My work focusses on the fascinating ways in which people construct the narrative of their life through memory, bias, and idealistic perspectives. I’m interested in how our lives and relationships to others are bound by fiction.
My grandmother, Susan (Susie) Prinsloo, finds her way into my art from time to time. Before my brother and I went to school, we would stay with her while my parents were at work – she basically lived next door. Let me add that our family has up until recently, never lived within the urban boundary of the town/city we lived in. Before we moved to the Western Cape, we lived and played in the hills of the Uitkyk Pass near Nelspruit, Mpumalanga.
I remember her teaching us how to knit and to make brooches using igneous rocks and safety pins. She also made the best rooibos kombucha tea. This time spent in nature, being creative and not being influenced by peers, undoubtedly influenced who I am today. It is not surprising that I often use imagery of Susan in or as reference in my art.
She passed away in 1993, but she lives on in the hearts of our family and in my art.
The idea for this work came from the fact that I have no knowledge of who my neighbours are, apart from what I can infer from their early morning arguments. My ineptitude when it comes to speaking Korean, further amplifies this inability to fully understand by surroundings completely. I’m isolated in my apartment by my lack of knowledge. And even when I try to imagine who the people are that I share my walls with, I am limited by my own experience, imagination and understanding of life. My understanding of the world limits me. How we judge other people, or situations, speak more about us than it does about them. These limits extend to my own identity and relationships with other people, as these things are bound by my own perspective. We all are.
Scene III, Digital Print, 2016
Bound by Fiction, Mixed media, 2016
The viewer was encouraged to write down dialogue or clues as to what was happening in the scene. Some photos of the installation at the exhibition.
A drawing requested by a friend of mine. She was planning to print the image on T-shirts for Christmas to give to people she’s befriended in Vietnam – each characters represent one of them. I’ve never met them and discovered that it was easier for me to draw the llama (depicting her) than it was drawing the other two – probably because I had a better feel as to her personality.
This is the second of three pieces I plan on showing at the Daejeon Arts Collective‘s 8th group exhibition in November. Three weeks to go and one piece left to embroider. I’m watching Gotham season 1 while I stitch, so I should be up to date by the time I finish the final piece.
A friend mentioned that the girl resembles the Canadian ‘record producer, artist, musician, singer, songwriter and music video director’ named Grimes.
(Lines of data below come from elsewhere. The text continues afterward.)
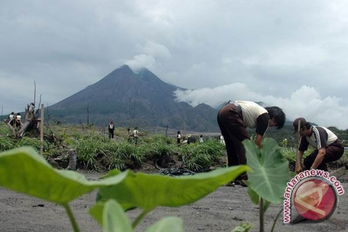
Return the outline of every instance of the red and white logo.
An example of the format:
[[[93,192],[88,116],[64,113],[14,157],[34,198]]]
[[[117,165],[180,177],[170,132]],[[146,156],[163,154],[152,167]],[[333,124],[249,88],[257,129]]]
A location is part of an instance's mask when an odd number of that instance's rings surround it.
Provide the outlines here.
[[[294,205],[303,217],[312,220],[325,219],[336,209],[335,190],[320,179],[309,178],[300,184],[294,195]]]

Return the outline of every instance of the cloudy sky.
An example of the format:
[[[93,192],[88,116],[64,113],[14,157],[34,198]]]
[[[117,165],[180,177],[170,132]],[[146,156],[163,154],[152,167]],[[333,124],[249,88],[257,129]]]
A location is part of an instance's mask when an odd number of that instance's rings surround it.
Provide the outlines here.
[[[2,1],[4,113],[57,102],[127,64],[193,106],[262,101],[348,128],[348,1]]]

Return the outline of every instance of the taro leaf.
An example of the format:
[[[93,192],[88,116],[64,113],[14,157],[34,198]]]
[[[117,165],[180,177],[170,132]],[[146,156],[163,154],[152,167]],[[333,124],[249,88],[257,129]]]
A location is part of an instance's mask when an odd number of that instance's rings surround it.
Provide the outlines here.
[[[0,153],[0,186],[61,205],[96,188],[117,184],[127,175],[125,172],[100,181],[88,181],[77,172],[53,168],[30,147]]]
[[[129,171],[122,182],[101,188],[98,200],[114,199],[126,209],[139,207],[150,211],[158,206],[179,206],[196,201],[249,170],[240,165],[175,177]]]
[[[117,201],[109,200],[106,202],[98,202],[89,210],[89,214],[101,225],[105,232],[132,231],[129,219],[123,209]],[[182,220],[176,217],[162,218],[151,226],[147,232],[183,232]]]
[[[248,232],[252,226],[251,223],[243,223],[234,229],[232,232]]]
[[[287,160],[280,152],[276,141],[266,138],[259,149],[253,141],[245,139],[247,164],[252,169],[248,172],[251,189],[259,196],[272,203],[278,203],[289,179]]]
[[[161,219],[146,230],[146,232],[183,232],[182,219],[176,217],[167,217]]]
[[[253,203],[256,205],[259,205],[260,204],[260,196],[258,195],[255,191],[253,190],[249,186],[250,184],[248,183],[248,194],[250,197],[250,199]],[[263,212],[266,212],[266,210],[268,208],[268,206],[270,204],[271,202],[268,201],[263,200]]]
[[[133,231],[129,218],[118,203],[110,200],[105,203],[104,206],[102,217],[104,232],[132,232]]]

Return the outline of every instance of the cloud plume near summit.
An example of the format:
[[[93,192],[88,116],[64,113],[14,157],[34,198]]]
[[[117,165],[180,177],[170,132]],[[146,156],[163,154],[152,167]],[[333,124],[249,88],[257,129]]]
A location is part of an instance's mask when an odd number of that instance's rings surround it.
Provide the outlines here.
[[[322,126],[335,126],[341,129],[348,128],[345,116],[348,115],[348,107],[340,105],[341,99],[335,96],[322,97],[314,88],[307,85],[302,86],[287,97],[256,93],[243,83],[214,88],[177,90],[174,94],[178,101],[187,102],[193,106],[204,103],[216,107],[229,100],[262,101],[268,106],[283,109],[287,120],[303,117]]]

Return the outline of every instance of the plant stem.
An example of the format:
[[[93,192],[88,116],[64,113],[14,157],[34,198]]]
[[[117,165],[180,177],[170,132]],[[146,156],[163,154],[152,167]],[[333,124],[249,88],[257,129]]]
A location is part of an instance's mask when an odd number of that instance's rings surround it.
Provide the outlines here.
[[[260,197],[260,232],[264,232],[264,231],[263,228],[263,199],[262,197]]]
[[[68,214],[68,216],[69,216],[69,219],[70,219],[70,222],[71,223],[72,227],[74,228],[74,231],[75,232],[80,232],[79,227],[77,226],[76,221],[75,221],[75,218],[74,217],[74,215],[72,214],[72,212],[71,211],[71,210],[70,209],[70,207],[69,207],[69,205],[68,204],[66,204],[63,205],[63,206],[65,208],[65,210],[66,210],[66,213]]]
[[[274,219],[274,222],[273,222],[273,226],[272,227],[272,230],[271,230],[271,232],[273,232],[273,230],[274,230],[274,227],[276,226],[276,223],[277,222],[277,220],[278,219],[279,215],[280,215],[282,212],[283,212],[283,209],[280,210],[280,211],[278,213],[278,215],[276,217],[276,219]]]
[[[141,212],[141,213],[138,216],[138,217],[135,219],[135,221],[132,223],[132,227],[133,229],[136,227],[136,226],[139,224],[139,223],[141,221],[141,219],[151,211],[150,210],[144,209],[144,211]]]

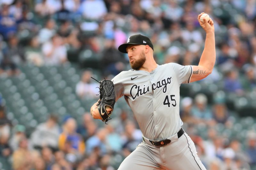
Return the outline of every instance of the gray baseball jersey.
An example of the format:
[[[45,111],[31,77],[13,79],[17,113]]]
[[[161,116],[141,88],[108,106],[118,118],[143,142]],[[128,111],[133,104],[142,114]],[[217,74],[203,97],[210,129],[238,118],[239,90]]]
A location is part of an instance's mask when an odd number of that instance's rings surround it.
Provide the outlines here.
[[[124,96],[144,136],[154,140],[177,133],[183,122],[180,116],[180,86],[189,82],[190,65],[170,63],[149,72],[130,70],[112,80],[116,100]]]

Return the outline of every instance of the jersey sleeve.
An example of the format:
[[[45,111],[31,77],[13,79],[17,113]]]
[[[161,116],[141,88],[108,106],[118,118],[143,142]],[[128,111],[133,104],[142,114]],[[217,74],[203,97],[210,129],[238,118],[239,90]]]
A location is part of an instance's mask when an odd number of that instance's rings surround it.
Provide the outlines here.
[[[116,96],[116,101],[124,95],[124,88],[122,83],[121,79],[118,78],[118,75],[116,76],[112,81],[115,85],[115,94]]]
[[[172,63],[172,66],[176,74],[179,84],[190,82],[193,72],[191,66],[183,66],[173,63]]]

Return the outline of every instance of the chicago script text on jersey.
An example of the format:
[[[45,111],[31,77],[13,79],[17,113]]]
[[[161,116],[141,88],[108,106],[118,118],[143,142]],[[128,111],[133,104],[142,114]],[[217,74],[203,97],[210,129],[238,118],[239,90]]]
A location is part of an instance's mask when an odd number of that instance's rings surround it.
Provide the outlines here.
[[[164,78],[161,80],[159,80],[156,82],[156,83],[153,83],[152,84],[152,90],[154,91],[156,89],[160,88],[162,87],[163,92],[165,93],[167,90],[167,85],[170,84],[172,82],[172,77]],[[146,94],[149,91],[149,86],[148,86],[146,87],[146,85],[143,85],[143,87],[141,88],[140,85],[137,85],[135,84],[133,85],[131,88],[130,90],[130,94],[133,100],[135,99],[136,98],[138,97],[143,94]],[[132,92],[133,92],[133,93]]]

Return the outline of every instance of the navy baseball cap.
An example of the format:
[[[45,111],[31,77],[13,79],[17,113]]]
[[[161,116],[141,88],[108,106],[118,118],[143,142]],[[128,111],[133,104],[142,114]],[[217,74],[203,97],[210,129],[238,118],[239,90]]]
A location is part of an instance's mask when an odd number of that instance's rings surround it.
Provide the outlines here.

I had to Google who that was, but I see it. She can be whoever you want her to be.
*This piece is now in the collection of Venus Lukic.
As I mentioned before, I started embroidering a turtle sketch that I made a long time ago. I started both the turtle and the girl with the pink sweater at the same time, but go carried away trying to finish the sweater. The sea turtle is finally done now too.
Initially I wanted to use colour on the turtle, but I liked the way it turned out after I was done doing the outlines, so I added colour to the background. It took way longer than I thought it would – about 2 seasons of The Sopranos worth. As someone mentioned on facebook, it now looks as if the turtle is weightlessly gliding through space. Works for me.
*This piece is now in the collection of Eibhlín Ní Fhallamháin.
Lately, I’ve been thinking about the direction my jewelry work might go, looking at many pieces and collections by other designers, and trying to figure out what my “style” might me as a designer. I dislike the concept that a designer needs to adhere to a style in order to be recognised or stand out, but I guess that’s the way the world works. There is a growing trend in the market of dainty, minimalist jewelry. There are tons of really great designs out there. Some are really easy to make though – I know because I’ve tried making some of them. That’s how you learn right. If I start selling my own jewelry on a bigger scale, that’s probably the way to go – with my own twist of course.
There is however the artist/designer side of me, who wants to see what is possible with this medium, who likes to be challenged. Applying techniques and skills available to me, to create a piece that it truly original and unique – without being overly gaudy. The market for these pieces is obviously a lot smaller. These are supposed to be pieces that you attach sentimental meaning or value to. I want to explore that side of this trade as well.
To me design – in any field – is figuring out how to create something with the resources, skills and techniques available. It’s a process of solving a problem; having and idea of what you want to achieve and then figuring out the best way to apply techniques, materials and skills at your disposal to replicate the image in your mind. I want to explore that side of this art/trade as well.
The following piece falls into the second category of my designs; the once off originals. I mentioned in the previous post that I want to make series depicting endangered animals or habitats.
This piece was inspired in part by a piece of art by Arymiss which I recently acquired, in part by the Monstera plant making quite the comeback – I am not immune to trends – and, as my mother pointed out, because it’s reminiscent of our lush, tropical garden in Mpumalanga, where I was born.
I mentioned that I would start embroidering the sea turtle sketch next, and though I did start on it, I got sidetracked and completed this one instead. It’s one of my temptress sketches, but she’s wearing a sweater instead of a corset. I watched the last three seasons of The Wire while doing this one.
*This piece is now in the collection of Rosalie and James Knaack.